Gaussian mixture model (GMM) clustering is an alternative to k-means clustering. Spoiler alert: GMM is an order of magnitude more complex than k-means.
A few days ago I implemented GMM clustering from scratch using Python/NumPy/SciPy. It was a big effort that took several days. On a recent weekend I decided to refactor my from-scratch Python code to C#. This was another big effort because the Python from-scratch code used the scipy.stats module multivariate_normal.pdf() library function to compute a required probability density function.
C# has no such from-scratch library to compute a multivariate Gaussian pdf() function so I had to implement one myself. It’s a difficult problem that requires a from-scratch Cholesky matrix decomposition function, along with several other non-trivial functions.
The shell on the left shows my from-scratch C# implementation of GMM clustering. The shell on the right shows the scikit GaussianMixture library module. The results are (nearly) identical but I had to fiddle with the random initialization seeds.
Anyway, after many hours of work, I got a from-scratch C# GMM clustering program up and running. To validate my C# version, I ran it side by side with the sklearn.mixture library module GaussianMixture() function on a tiny 10-item dummy dataset to make sure I got the same results. I noticed that GMM clustering is extremely sensitive to its random initialization and so I had to try different random seed values until I got identical results.
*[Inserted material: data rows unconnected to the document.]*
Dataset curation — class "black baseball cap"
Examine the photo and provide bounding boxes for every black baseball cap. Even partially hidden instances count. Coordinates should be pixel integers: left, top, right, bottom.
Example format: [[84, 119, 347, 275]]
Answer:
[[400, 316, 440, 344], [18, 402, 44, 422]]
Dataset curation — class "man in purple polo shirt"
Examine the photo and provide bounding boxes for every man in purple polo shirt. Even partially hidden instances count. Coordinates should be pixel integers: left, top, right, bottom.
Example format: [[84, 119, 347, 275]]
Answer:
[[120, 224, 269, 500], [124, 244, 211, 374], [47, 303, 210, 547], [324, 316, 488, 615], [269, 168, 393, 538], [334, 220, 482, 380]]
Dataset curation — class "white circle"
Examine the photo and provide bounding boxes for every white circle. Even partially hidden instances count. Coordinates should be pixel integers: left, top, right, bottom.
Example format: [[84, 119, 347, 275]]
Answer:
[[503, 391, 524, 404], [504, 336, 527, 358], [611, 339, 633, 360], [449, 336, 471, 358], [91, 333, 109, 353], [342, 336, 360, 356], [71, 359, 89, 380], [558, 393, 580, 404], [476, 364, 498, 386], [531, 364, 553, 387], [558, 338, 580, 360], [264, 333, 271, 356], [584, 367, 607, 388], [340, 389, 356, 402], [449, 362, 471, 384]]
The GMM clustering algorithm is iterative. The stopping condition is either 1.) reaching a specified max iterations, or 2.) when there is no change (within 1.0e-3) as measured by log-likelihood. Even this detail is a complex topic. The scikit GMM version required 24 iterations until convergence. My from-scratch C# version required 76 iterations. I speculate the difference is due to how how the covariance matrices are initialized.
The few examples of GMM clustering from scratch I found on the Internet were grotesquely incorrect. So, I started from ground zero by using a somewhat obscure transcription of a Stanford University lecture at web.stanford.edu/~lmackey/stats306b/doc/stats306b-spring14-lecture2_scribed.pdf. Here are the key equations. They’re deceptively simple-looking and are actually very difficult to implement.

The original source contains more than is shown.